Unless the court's decision "represents a manifest denial of justice, an appellate court should not interfere." Litton Industries, supra, 200 N.J. at 390 (citations and internal quotation marks omitted).

Although the trial court failed to articulate the basis for its conclusion that the request for pre-judgment interest was "substantively flawed," plaintiffs have not demonstrated the decision to deny the application for pre-judgment interest constituted a manifest denial of justice. Contrary to plaintiffs' view, the record does not show defendant's challenge to plaintiffs' fees was other than in good faith.

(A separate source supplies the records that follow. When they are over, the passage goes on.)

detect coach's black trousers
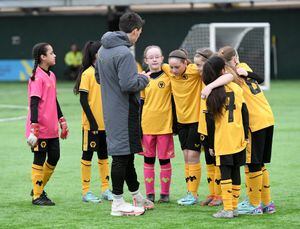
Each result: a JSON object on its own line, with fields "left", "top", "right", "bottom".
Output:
{"left": 111, "top": 154, "right": 140, "bottom": 195}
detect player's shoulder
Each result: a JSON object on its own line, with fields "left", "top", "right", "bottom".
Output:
{"left": 34, "top": 67, "right": 47, "bottom": 80}
{"left": 49, "top": 70, "right": 56, "bottom": 78}
{"left": 186, "top": 64, "right": 200, "bottom": 76}
{"left": 82, "top": 66, "right": 95, "bottom": 78}
{"left": 238, "top": 62, "right": 253, "bottom": 72}
{"left": 226, "top": 82, "right": 242, "bottom": 93}
{"left": 161, "top": 63, "right": 171, "bottom": 75}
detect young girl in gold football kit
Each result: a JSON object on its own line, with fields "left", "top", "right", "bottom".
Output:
{"left": 202, "top": 46, "right": 275, "bottom": 214}
{"left": 202, "top": 56, "right": 249, "bottom": 218}
{"left": 74, "top": 41, "right": 112, "bottom": 203}
{"left": 218, "top": 46, "right": 275, "bottom": 215}
{"left": 141, "top": 45, "right": 175, "bottom": 203}
{"left": 163, "top": 49, "right": 202, "bottom": 205}
{"left": 194, "top": 48, "right": 223, "bottom": 206}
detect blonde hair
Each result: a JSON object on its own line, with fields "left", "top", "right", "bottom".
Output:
{"left": 143, "top": 45, "right": 163, "bottom": 58}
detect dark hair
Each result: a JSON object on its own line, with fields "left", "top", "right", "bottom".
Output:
{"left": 202, "top": 56, "right": 227, "bottom": 118}
{"left": 119, "top": 12, "right": 145, "bottom": 33}
{"left": 73, "top": 41, "right": 101, "bottom": 95}
{"left": 31, "top": 42, "right": 50, "bottom": 81}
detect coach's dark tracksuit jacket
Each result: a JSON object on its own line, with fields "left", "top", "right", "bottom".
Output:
{"left": 97, "top": 31, "right": 149, "bottom": 156}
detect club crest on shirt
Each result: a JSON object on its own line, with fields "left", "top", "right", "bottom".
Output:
{"left": 158, "top": 81, "right": 165, "bottom": 88}
{"left": 182, "top": 75, "right": 188, "bottom": 80}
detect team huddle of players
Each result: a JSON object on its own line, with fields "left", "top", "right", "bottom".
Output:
{"left": 26, "top": 39, "right": 275, "bottom": 219}
{"left": 139, "top": 45, "right": 275, "bottom": 218}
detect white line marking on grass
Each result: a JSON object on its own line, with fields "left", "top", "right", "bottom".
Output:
{"left": 0, "top": 116, "right": 27, "bottom": 122}
{"left": 0, "top": 104, "right": 28, "bottom": 122}
{"left": 0, "top": 104, "right": 28, "bottom": 109}
{"left": 0, "top": 90, "right": 26, "bottom": 95}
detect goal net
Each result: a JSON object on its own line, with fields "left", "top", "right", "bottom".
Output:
{"left": 181, "top": 23, "right": 270, "bottom": 90}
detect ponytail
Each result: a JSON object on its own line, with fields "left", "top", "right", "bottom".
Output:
{"left": 31, "top": 43, "right": 49, "bottom": 81}
{"left": 73, "top": 41, "right": 101, "bottom": 95}
{"left": 31, "top": 59, "right": 39, "bottom": 81}
{"left": 202, "top": 56, "right": 227, "bottom": 118}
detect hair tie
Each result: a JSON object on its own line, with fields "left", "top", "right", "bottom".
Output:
{"left": 196, "top": 52, "right": 209, "bottom": 59}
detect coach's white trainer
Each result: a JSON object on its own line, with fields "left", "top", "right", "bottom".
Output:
{"left": 111, "top": 199, "right": 145, "bottom": 216}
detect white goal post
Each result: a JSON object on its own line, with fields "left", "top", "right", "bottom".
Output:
{"left": 181, "top": 22, "right": 270, "bottom": 90}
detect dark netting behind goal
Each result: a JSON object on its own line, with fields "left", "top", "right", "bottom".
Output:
{"left": 181, "top": 24, "right": 210, "bottom": 61}
{"left": 237, "top": 28, "right": 264, "bottom": 79}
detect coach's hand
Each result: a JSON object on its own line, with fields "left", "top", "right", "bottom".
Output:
{"left": 141, "top": 71, "right": 151, "bottom": 80}
{"left": 59, "top": 117, "right": 69, "bottom": 139}
{"left": 27, "top": 123, "right": 39, "bottom": 147}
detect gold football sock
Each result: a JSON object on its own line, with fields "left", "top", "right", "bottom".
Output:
{"left": 248, "top": 171, "right": 263, "bottom": 207}
{"left": 189, "top": 163, "right": 201, "bottom": 197}
{"left": 42, "top": 161, "right": 55, "bottom": 188}
{"left": 261, "top": 166, "right": 271, "bottom": 206}
{"left": 32, "top": 164, "right": 44, "bottom": 200}
{"left": 206, "top": 164, "right": 215, "bottom": 196}
{"left": 98, "top": 159, "right": 110, "bottom": 192}
{"left": 81, "top": 159, "right": 92, "bottom": 195}
{"left": 221, "top": 179, "right": 233, "bottom": 211}
{"left": 244, "top": 165, "right": 250, "bottom": 196}
{"left": 232, "top": 185, "right": 241, "bottom": 209}
{"left": 214, "top": 166, "right": 222, "bottom": 197}
{"left": 185, "top": 164, "right": 189, "bottom": 191}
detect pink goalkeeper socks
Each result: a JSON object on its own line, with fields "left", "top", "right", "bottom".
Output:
{"left": 160, "top": 163, "right": 172, "bottom": 195}
{"left": 144, "top": 163, "right": 155, "bottom": 195}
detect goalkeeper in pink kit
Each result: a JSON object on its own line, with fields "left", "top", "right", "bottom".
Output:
{"left": 26, "top": 42, "right": 69, "bottom": 206}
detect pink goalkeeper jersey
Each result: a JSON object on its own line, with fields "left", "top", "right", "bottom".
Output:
{"left": 25, "top": 66, "right": 59, "bottom": 139}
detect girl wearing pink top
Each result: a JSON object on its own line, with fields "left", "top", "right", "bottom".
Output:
{"left": 26, "top": 43, "right": 69, "bottom": 206}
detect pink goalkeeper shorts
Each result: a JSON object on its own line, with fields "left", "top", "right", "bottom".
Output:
{"left": 142, "top": 134, "right": 175, "bottom": 159}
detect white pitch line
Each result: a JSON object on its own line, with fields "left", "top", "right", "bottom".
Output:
{"left": 0, "top": 104, "right": 28, "bottom": 122}
{"left": 0, "top": 116, "right": 27, "bottom": 122}
{"left": 0, "top": 104, "right": 28, "bottom": 109}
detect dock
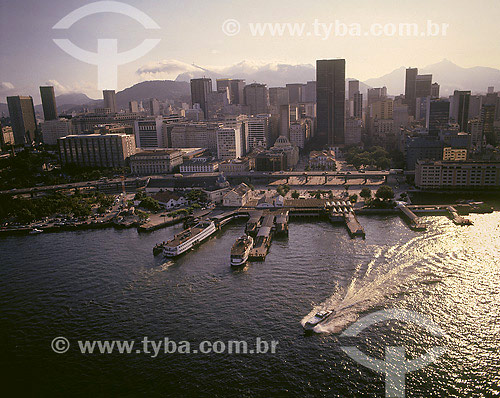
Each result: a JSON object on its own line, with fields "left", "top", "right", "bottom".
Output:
{"left": 248, "top": 215, "right": 275, "bottom": 261}
{"left": 447, "top": 206, "right": 473, "bottom": 226}
{"left": 275, "top": 211, "right": 289, "bottom": 236}
{"left": 398, "top": 204, "right": 427, "bottom": 231}
{"left": 245, "top": 210, "right": 263, "bottom": 236}
{"left": 344, "top": 212, "right": 365, "bottom": 238}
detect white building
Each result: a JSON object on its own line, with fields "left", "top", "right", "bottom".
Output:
{"left": 41, "top": 118, "right": 72, "bottom": 146}
{"left": 245, "top": 115, "right": 269, "bottom": 152}
{"left": 130, "top": 149, "right": 183, "bottom": 175}
{"left": 134, "top": 118, "right": 166, "bottom": 149}
{"left": 169, "top": 122, "right": 219, "bottom": 154}
{"left": 217, "top": 127, "right": 243, "bottom": 160}
{"left": 223, "top": 183, "right": 252, "bottom": 207}
{"left": 179, "top": 158, "right": 219, "bottom": 173}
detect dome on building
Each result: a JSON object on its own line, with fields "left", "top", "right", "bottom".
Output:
{"left": 273, "top": 135, "right": 291, "bottom": 147}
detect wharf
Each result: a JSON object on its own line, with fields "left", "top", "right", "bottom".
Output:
{"left": 275, "top": 211, "right": 289, "bottom": 236}
{"left": 344, "top": 212, "right": 365, "bottom": 238}
{"left": 398, "top": 204, "right": 427, "bottom": 231}
{"left": 248, "top": 215, "right": 275, "bottom": 261}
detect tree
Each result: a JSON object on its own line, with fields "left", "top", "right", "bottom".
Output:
{"left": 139, "top": 196, "right": 161, "bottom": 211}
{"left": 360, "top": 187, "right": 372, "bottom": 200}
{"left": 349, "top": 194, "right": 358, "bottom": 203}
{"left": 375, "top": 185, "right": 395, "bottom": 201}
{"left": 291, "top": 190, "right": 299, "bottom": 199}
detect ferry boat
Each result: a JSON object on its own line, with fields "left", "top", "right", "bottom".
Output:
{"left": 154, "top": 220, "right": 217, "bottom": 257}
{"left": 303, "top": 310, "right": 333, "bottom": 331}
{"left": 29, "top": 228, "right": 43, "bottom": 235}
{"left": 230, "top": 235, "right": 254, "bottom": 266}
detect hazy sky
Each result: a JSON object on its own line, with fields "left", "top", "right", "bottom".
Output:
{"left": 1, "top": 0, "right": 499, "bottom": 102}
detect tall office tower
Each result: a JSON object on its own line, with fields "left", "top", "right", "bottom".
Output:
{"left": 431, "top": 83, "right": 440, "bottom": 99}
{"left": 7, "top": 95, "right": 37, "bottom": 145}
{"left": 426, "top": 99, "right": 450, "bottom": 135}
{"left": 452, "top": 90, "right": 471, "bottom": 132}
{"left": 415, "top": 75, "right": 432, "bottom": 99}
{"left": 405, "top": 67, "right": 418, "bottom": 116}
{"left": 316, "top": 59, "right": 346, "bottom": 147}
{"left": 269, "top": 87, "right": 289, "bottom": 107}
{"left": 367, "top": 87, "right": 387, "bottom": 107}
{"left": 480, "top": 104, "right": 496, "bottom": 146}
{"left": 39, "top": 86, "right": 58, "bottom": 120}
{"left": 134, "top": 118, "right": 165, "bottom": 149}
{"left": 149, "top": 98, "right": 160, "bottom": 116}
{"left": 345, "top": 118, "right": 363, "bottom": 146}
{"left": 129, "top": 101, "right": 139, "bottom": 113}
{"left": 190, "top": 78, "right": 213, "bottom": 118}
{"left": 103, "top": 90, "right": 117, "bottom": 113}
{"left": 244, "top": 83, "right": 269, "bottom": 115}
{"left": 348, "top": 80, "right": 360, "bottom": 101}
{"left": 488, "top": 86, "right": 495, "bottom": 94}
{"left": 216, "top": 79, "right": 245, "bottom": 105}
{"left": 304, "top": 81, "right": 316, "bottom": 103}
{"left": 217, "top": 127, "right": 243, "bottom": 160}
{"left": 245, "top": 115, "right": 269, "bottom": 151}
{"left": 278, "top": 105, "right": 298, "bottom": 139}
{"left": 370, "top": 99, "right": 394, "bottom": 120}
{"left": 286, "top": 83, "right": 304, "bottom": 104}
{"left": 352, "top": 92, "right": 363, "bottom": 118}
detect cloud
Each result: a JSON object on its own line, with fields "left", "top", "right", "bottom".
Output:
{"left": 45, "top": 80, "right": 96, "bottom": 96}
{"left": 0, "top": 82, "right": 15, "bottom": 95}
{"left": 136, "top": 59, "right": 316, "bottom": 87}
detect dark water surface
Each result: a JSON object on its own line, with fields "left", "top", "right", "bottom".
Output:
{"left": 1, "top": 214, "right": 499, "bottom": 397}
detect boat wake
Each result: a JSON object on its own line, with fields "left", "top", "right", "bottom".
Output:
{"left": 302, "top": 229, "right": 449, "bottom": 334}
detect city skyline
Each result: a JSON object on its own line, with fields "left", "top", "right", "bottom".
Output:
{"left": 1, "top": 0, "right": 500, "bottom": 102}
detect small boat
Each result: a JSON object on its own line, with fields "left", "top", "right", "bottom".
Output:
{"left": 303, "top": 310, "right": 333, "bottom": 331}
{"left": 29, "top": 228, "right": 43, "bottom": 235}
{"left": 230, "top": 235, "right": 254, "bottom": 266}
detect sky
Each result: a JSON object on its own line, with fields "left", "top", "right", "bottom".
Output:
{"left": 1, "top": 0, "right": 500, "bottom": 102}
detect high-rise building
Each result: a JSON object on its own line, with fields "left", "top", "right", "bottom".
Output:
{"left": 370, "top": 99, "right": 393, "bottom": 120}
{"left": 190, "top": 78, "right": 213, "bottom": 118}
{"left": 304, "top": 81, "right": 316, "bottom": 103}
{"left": 269, "top": 87, "right": 289, "bottom": 107}
{"left": 103, "top": 90, "right": 117, "bottom": 113}
{"left": 134, "top": 118, "right": 166, "bottom": 149}
{"left": 7, "top": 95, "right": 37, "bottom": 145}
{"left": 352, "top": 92, "right": 363, "bottom": 118}
{"left": 40, "top": 86, "right": 58, "bottom": 121}
{"left": 405, "top": 67, "right": 418, "bottom": 117}
{"left": 427, "top": 99, "right": 450, "bottom": 136}
{"left": 452, "top": 90, "right": 471, "bottom": 132}
{"left": 286, "top": 83, "right": 304, "bottom": 104}
{"left": 244, "top": 83, "right": 269, "bottom": 115}
{"left": 348, "top": 80, "right": 360, "bottom": 101}
{"left": 149, "top": 98, "right": 160, "bottom": 116}
{"left": 316, "top": 59, "right": 345, "bottom": 147}
{"left": 217, "top": 127, "right": 243, "bottom": 160}
{"left": 488, "top": 86, "right": 495, "bottom": 94}
{"left": 481, "top": 104, "right": 496, "bottom": 146}
{"left": 245, "top": 115, "right": 269, "bottom": 151}
{"left": 431, "top": 83, "right": 440, "bottom": 99}
{"left": 415, "top": 75, "right": 432, "bottom": 99}
{"left": 216, "top": 79, "right": 245, "bottom": 105}
{"left": 41, "top": 119, "right": 72, "bottom": 146}
{"left": 367, "top": 87, "right": 387, "bottom": 107}
{"left": 345, "top": 118, "right": 363, "bottom": 146}
{"left": 129, "top": 101, "right": 139, "bottom": 113}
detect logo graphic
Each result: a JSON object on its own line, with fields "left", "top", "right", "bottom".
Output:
{"left": 340, "top": 309, "right": 446, "bottom": 398}
{"left": 222, "top": 19, "right": 241, "bottom": 36}
{"left": 51, "top": 336, "right": 70, "bottom": 354}
{"left": 53, "top": 1, "right": 161, "bottom": 90}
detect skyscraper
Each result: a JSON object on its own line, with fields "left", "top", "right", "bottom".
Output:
{"left": 431, "top": 83, "right": 440, "bottom": 99}
{"left": 129, "top": 101, "right": 139, "bottom": 113}
{"left": 269, "top": 87, "right": 289, "bottom": 107}
{"left": 316, "top": 59, "right": 345, "bottom": 147}
{"left": 190, "top": 78, "right": 213, "bottom": 118}
{"left": 216, "top": 79, "right": 245, "bottom": 105}
{"left": 286, "top": 83, "right": 304, "bottom": 104}
{"left": 7, "top": 95, "right": 37, "bottom": 145}
{"left": 452, "top": 90, "right": 471, "bottom": 132}
{"left": 415, "top": 75, "right": 432, "bottom": 98}
{"left": 304, "top": 81, "right": 317, "bottom": 103}
{"left": 348, "top": 80, "right": 360, "bottom": 101}
{"left": 244, "top": 83, "right": 269, "bottom": 115}
{"left": 103, "top": 90, "right": 117, "bottom": 113}
{"left": 353, "top": 92, "right": 363, "bottom": 118}
{"left": 480, "top": 104, "right": 496, "bottom": 146}
{"left": 39, "top": 86, "right": 58, "bottom": 121}
{"left": 405, "top": 67, "right": 418, "bottom": 117}
{"left": 427, "top": 99, "right": 450, "bottom": 136}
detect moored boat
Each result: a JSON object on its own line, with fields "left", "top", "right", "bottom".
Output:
{"left": 230, "top": 235, "right": 254, "bottom": 266}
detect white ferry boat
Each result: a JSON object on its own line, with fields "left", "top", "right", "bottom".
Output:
{"left": 230, "top": 235, "right": 254, "bottom": 266}
{"left": 156, "top": 220, "right": 217, "bottom": 257}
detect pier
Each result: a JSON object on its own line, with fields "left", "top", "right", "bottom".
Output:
{"left": 344, "top": 212, "right": 366, "bottom": 238}
{"left": 245, "top": 210, "right": 263, "bottom": 236}
{"left": 398, "top": 204, "right": 427, "bottom": 231}
{"left": 275, "top": 211, "right": 289, "bottom": 236}
{"left": 249, "top": 215, "right": 275, "bottom": 261}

Appeal and cross-appeal affirmed.

 

 

1 Rules of Professional Conduct.

2 The ACPE had jurisdiction over issues concerning attorney advertising and solicitation prior to the creation of the Committee on Attorney Advertising (CAA).

3 The doctrine of unclean hands, which we find inapplicable here, "merely gives expression to the equitable principle that a court should not grant relief to one who is a wrongdoer with respect to the subject matter in suit." Faustin v. Lewis, 85 N.J. 507, 511 (1981).

4 The "weight of the evidence" standard is not used in non-jury trials. Fanarjian v. Moskowitz, 237 N.J. Super. 395, 406 (App. Div. 1989). The proper standard is whether the judge's findings are supported by sufficient, credible evidence in the record. Rova Farms, supra, 65 N.J. at 484.